Wednesday, December 21, 2011

365 DAYS

As I sit here in nothing but the glow of the Christmas tree lights and the computer screen, staring at the ornaments that have been collected to be brought out and admired for only a handful of weeks out of the year and then tucked away, safe in their packings until Christmas rolls around again, when another few ornaments will be added to the collection and the process repeats itself, I wonder what milestones will have come and gone when I next look at them.  When I looked at them last, I was not quite the person that I am sitting here tonight and I marvel at how much can change in just 365 days; how many ways a person can evolve day by day as events unfold that no one can know until the moment they happen, or even, perhaps, until they've already passed, the change as yet unperceived, but there nonetheless.

I used to be terrified of death, and of dying.  I have never felt that feeling of invincibility others talk of feeling in their youths - I spent far too many hours and days surrounded by sickness and death as a child to ever feel as though I had the power to laugh in death's face.  I saw him early, and he terrified me.  It is only as an adult that I have managed to conquer that terror, consigning death to an immutable and unavoidable truth that may never bring me peace, but is not something that haunts my nights with its presence.  What terrifies me now, as I look at each ornament, some marking my birth, some made by a Carrie long-changed by days and years of accumulated events, some made by the kids I could never quite imagine but desperately wanted, is uncertainty.  Uncertainty destabilizes me; knocks me from my center into a freefall of unknown variables and onto a path around which I stumble, not knowing what I might find around any corner.  Not that any of us ever know, really, but if I can at least have a vision of what I hope to find at the end of the path, I can walk it; can handle the odd twists and turns when I know that there are a few constants upon which I can ground myself.  It is when you have no constants that the algebra problem becomes unsolvable, no matter how many ways you rearrange the equation.  And this terrifies me.

I feel my constants slipping into a place of mutability, where change becomes possible, and the goals are no longer clearly seen on the path ahead.  I am forced into a state of becoming, once again, and I'm not sure I'm ready for that, or the 365 days that will mark the time that passes when I once again sit in front of these lights, looking at these ornaments, wondering where I might find myself another 365 days gone by.

Monday, December 19, 2011

Just Breathe

My sister asked me, upon finding out that I managed not to fail out this semester, if it meant that I could breathe now.  And I don't think that there is a more apt question that could have been asked.  It seems that I have been in a state of breathlessness since the semester began and when I look back on it, it is a miracle that I managed to do as well as I did (even with the medication...).

Somehow, between the end of last semester and the end of this semester I managed to get married, sit at my mom's bedside in her final days, start class days after her death, deal with K jumping from a moving car to escape going to school, find and close on a house, move, put a house together, handle E's severely damaged knee and subsequent wheelchair, try to deal with the holidays and actually pass the semester.  Not extremely well, but not horribly, either. I DID manage to kill my 4.0, but hey, everyone is entitled to one bum semester, aren't they?

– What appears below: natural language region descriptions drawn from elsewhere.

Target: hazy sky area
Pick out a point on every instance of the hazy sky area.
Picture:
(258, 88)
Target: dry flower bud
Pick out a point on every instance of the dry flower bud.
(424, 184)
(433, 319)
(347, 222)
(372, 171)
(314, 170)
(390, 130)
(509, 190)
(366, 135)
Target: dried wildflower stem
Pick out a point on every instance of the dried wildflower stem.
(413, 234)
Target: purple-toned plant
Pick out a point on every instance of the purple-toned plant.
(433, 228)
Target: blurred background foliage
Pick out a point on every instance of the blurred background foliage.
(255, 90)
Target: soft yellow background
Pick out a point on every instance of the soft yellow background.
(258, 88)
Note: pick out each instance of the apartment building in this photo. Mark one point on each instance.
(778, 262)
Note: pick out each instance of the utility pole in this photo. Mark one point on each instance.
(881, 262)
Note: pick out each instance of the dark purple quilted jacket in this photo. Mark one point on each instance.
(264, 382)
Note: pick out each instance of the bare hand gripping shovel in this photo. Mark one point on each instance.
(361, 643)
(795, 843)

In the last weeks of the semester, I found something curious happening to me.  I had this overwhelming urge to create.  Something.  Anything.  (Please do not mistake this for PROcreate... I've had my fair share of THAT, thanks.  There will be no making of live things in THIS household.)  I think that my brain has been so immersed in left-sided thinking that the right side of my brain has been feeling a bit neglected.  I have this overwhelming desire to learn how to paint with watercolors (oils were always my thing... always did want to learn how to do watercolors successfully), set up my jewelry bench, seriously get creative with my new camera, write, anything that feeds my poor, depleted right side.  But oddly, the things that inspire most of those activities (with the exception of the jewelry), are the things feeding my left brain - the beauty of the cells and neurons that fill my head.  Is that slightly weird?  Of course, we all know that I'm slightly weird anyway.

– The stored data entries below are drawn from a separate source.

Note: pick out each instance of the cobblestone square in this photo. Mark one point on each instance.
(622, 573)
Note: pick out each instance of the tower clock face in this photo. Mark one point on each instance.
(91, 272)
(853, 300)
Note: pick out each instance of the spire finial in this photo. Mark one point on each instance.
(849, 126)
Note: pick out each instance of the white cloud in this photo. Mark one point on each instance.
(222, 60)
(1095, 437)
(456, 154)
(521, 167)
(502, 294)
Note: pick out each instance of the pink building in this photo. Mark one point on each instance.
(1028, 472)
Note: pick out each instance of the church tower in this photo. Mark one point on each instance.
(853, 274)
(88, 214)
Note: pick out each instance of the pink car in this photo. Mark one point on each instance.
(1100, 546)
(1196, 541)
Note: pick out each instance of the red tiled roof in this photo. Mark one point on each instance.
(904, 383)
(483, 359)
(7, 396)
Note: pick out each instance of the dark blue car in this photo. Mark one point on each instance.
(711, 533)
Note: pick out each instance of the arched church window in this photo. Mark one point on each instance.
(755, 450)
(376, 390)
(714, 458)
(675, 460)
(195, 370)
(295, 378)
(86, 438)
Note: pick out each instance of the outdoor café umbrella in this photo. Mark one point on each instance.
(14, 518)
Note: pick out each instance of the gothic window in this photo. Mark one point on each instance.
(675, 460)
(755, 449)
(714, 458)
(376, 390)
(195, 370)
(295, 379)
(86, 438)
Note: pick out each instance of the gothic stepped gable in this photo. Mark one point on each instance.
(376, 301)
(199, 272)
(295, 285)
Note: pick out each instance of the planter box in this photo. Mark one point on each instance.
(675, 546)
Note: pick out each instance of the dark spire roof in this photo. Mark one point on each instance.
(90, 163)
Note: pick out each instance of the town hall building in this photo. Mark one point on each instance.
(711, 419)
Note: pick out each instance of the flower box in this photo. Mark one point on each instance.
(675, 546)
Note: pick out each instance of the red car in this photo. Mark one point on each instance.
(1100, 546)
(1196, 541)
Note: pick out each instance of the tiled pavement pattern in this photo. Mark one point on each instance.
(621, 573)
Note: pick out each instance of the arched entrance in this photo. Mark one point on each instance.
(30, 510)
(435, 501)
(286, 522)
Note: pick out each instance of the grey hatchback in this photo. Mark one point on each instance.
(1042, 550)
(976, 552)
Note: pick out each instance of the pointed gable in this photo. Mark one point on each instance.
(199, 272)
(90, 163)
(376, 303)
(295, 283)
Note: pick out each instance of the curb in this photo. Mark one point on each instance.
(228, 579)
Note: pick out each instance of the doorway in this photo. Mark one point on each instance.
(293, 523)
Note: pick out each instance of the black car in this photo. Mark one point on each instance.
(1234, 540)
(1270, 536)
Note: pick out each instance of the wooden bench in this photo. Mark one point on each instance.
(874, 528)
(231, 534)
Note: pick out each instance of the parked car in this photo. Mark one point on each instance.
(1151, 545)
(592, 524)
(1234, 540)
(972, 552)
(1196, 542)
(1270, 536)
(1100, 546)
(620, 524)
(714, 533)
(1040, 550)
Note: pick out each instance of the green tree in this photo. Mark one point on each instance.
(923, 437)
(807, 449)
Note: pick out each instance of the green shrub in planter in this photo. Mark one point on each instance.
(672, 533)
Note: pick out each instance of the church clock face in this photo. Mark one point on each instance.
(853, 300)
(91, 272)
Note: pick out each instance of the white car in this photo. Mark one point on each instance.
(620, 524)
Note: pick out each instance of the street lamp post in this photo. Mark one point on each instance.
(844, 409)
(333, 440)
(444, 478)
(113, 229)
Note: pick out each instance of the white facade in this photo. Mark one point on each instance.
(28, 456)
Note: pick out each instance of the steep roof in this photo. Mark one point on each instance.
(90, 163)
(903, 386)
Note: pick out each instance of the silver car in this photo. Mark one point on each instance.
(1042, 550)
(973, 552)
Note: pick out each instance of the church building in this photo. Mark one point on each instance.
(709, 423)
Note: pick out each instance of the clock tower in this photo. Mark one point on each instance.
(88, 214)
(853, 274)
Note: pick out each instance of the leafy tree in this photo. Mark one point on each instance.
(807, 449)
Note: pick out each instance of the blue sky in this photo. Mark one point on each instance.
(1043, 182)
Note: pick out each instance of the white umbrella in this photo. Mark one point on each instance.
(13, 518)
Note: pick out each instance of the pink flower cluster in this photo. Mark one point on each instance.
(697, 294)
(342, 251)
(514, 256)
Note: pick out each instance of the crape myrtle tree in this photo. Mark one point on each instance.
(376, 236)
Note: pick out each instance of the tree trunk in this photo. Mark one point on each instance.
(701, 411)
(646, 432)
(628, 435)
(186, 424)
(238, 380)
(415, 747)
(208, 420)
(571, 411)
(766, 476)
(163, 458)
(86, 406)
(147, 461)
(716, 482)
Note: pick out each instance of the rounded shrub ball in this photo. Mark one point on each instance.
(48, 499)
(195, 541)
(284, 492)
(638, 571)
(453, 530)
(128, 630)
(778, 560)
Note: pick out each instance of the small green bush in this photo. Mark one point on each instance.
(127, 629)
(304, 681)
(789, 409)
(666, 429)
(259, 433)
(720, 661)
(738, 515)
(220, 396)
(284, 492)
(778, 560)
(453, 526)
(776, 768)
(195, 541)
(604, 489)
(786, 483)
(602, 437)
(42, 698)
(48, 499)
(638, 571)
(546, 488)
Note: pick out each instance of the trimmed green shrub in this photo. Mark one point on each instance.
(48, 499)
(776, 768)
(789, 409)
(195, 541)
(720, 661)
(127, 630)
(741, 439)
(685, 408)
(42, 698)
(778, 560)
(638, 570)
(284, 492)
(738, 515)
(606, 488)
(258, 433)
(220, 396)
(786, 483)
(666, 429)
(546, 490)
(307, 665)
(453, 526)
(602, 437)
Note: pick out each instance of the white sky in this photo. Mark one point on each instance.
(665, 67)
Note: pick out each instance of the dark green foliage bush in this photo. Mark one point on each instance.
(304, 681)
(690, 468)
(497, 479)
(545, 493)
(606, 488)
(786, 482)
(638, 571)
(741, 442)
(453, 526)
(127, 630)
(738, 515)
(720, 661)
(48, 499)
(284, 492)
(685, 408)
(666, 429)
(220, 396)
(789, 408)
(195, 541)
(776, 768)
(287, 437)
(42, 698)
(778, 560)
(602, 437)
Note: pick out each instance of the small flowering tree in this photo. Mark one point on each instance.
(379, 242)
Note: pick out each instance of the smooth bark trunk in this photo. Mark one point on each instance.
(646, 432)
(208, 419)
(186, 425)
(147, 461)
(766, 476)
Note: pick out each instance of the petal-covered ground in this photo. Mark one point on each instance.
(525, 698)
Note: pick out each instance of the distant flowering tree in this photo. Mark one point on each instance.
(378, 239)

So now I'm sitting here, trying to ignore the cool neuroscience book that I got for my class next semester to do some light reading as I head off down to Florida over the holidays, and trying to sort out what I need to do first: the mountains of laundry that managed to pile up over dead week and finals week, clean, grocery shop, christmas shop, or bathe.  After the blogging, of course.  And the deep breath.  Strangely enough, that is the thing that comes the hardest.  Remembering how to do that.